In addition to the information available from the Leaderboard, the Models page provides other tabs to help compare model results. These are Learning Curves, Speed vs Accuracy, and Model Comparison.
Learning Curves shows how performance changes as the sample size increases. You can use learning curves to help determine whether it's worthwhile to increase the size of your dataset. Getting additional data can be expensive, so it may be worthwhile if it improves the model accuracy.
Figure 1. Tools for comparing model results
In Figure 2, we see lines in the graph on the left with dots that connect each line segment. Each dot represents a portion of the training data. So by default we have 16 percent, 32 percent and 64 percent of our training data. And if the holdout is unlocked, then the validation data performance is shown as well as up to 80 percent.
Hovering the mouse over any of the line segments highlights the name of the associated machine learning algorithm (listed to the right). Each line represents the machine learning algorithm and the feature list that was used to train it. So each is a group that consists of the models for each of the different training data set sizes.
Figure 2. Learning Curves graph The Speed vs Accuracy analysis plot shows the tradeoff between prediction runtime and predictive accuracy, and helps you choose the best model with the lowest overhead as a combination of the two. On the Y-axis we see the currently selected metric, which in this case is LogLoss. On the X-axis we see the prediction speed as the time in milliseconds to score two thousand records. Like the learning curves display, we can hover the mouse over each dot or the name of the machine learning algorithm to highlight its counterpart on the opposite graph.
Figure 3. Speed vs Accuracy
Model Comparison provides a mechanism to show more detailed ways to compare two models in your project.

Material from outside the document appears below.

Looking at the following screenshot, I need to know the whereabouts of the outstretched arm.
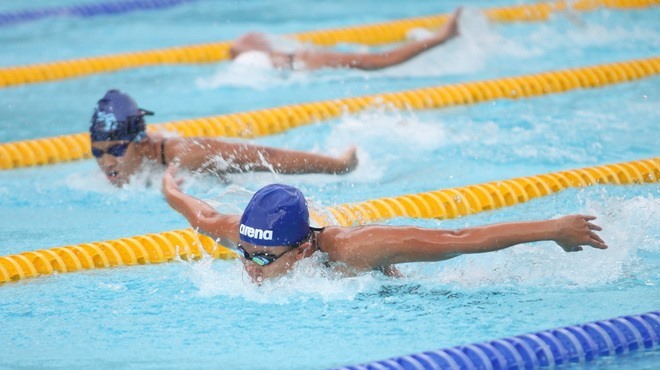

Comparing models can help identify a model that more precisely meets your requirements. It can also help in selecting candidates for ensembling, or building blender models, as they are called. For example, two models may diverge considerably, but by blending them, you can improve your predictions. Or maybe you have two relatively strong models and, by blending them, you can create an even better result to create a model comparison. You need to first select the two models you want to compare, shown at the top of the page in blue on the left and yellow on the right. By clicking either of those, you're able to select a model. Next, choose a chart type that you want to display for comparing the selected models.
Starting with the ROC curve, this option helps to explore classification projects in terms of performance and statistics, namely the balance of the true positive rate and the false positive rate as a function of a cutoff threshold.
Figure 4. Model Comparison
The Lift chart depicts how effective each model is at predicting the target at different value ranges. We can look at this like a distribution of the predictions that each model makes, ordered from lowest to highest predictions, and by any number of bins that we select in the Number of Bins dropdown list.
Figure 5. Lift chart
The Dual Lift chart is a mechanism for visualizing how two competing models perform against each other; that is, their degree of divergence in relative performance. So, whereas the Lift chart sorts predictions from lowest to highest for a single model, the Dual Lift chart sorts the rows by the magnitude of the difference between each of the two models’ prediction scores. What we see is that the plot color coding matches the color of the model at the top, and the divergence between the two widen from the left, flip over at the midpoint, and then widen again on the right.
The Dual Lift chart is a good tool for assessing candidates for ensemble modeling. Finding different models with large divergences in the target rate (as shown with the orange line) could indicate good pairs of models to blend. That is, does a model show strength in a particular quadrant of the data? You might be able to create a strong ensemble by blending a model that is strong in an opposite quadrant.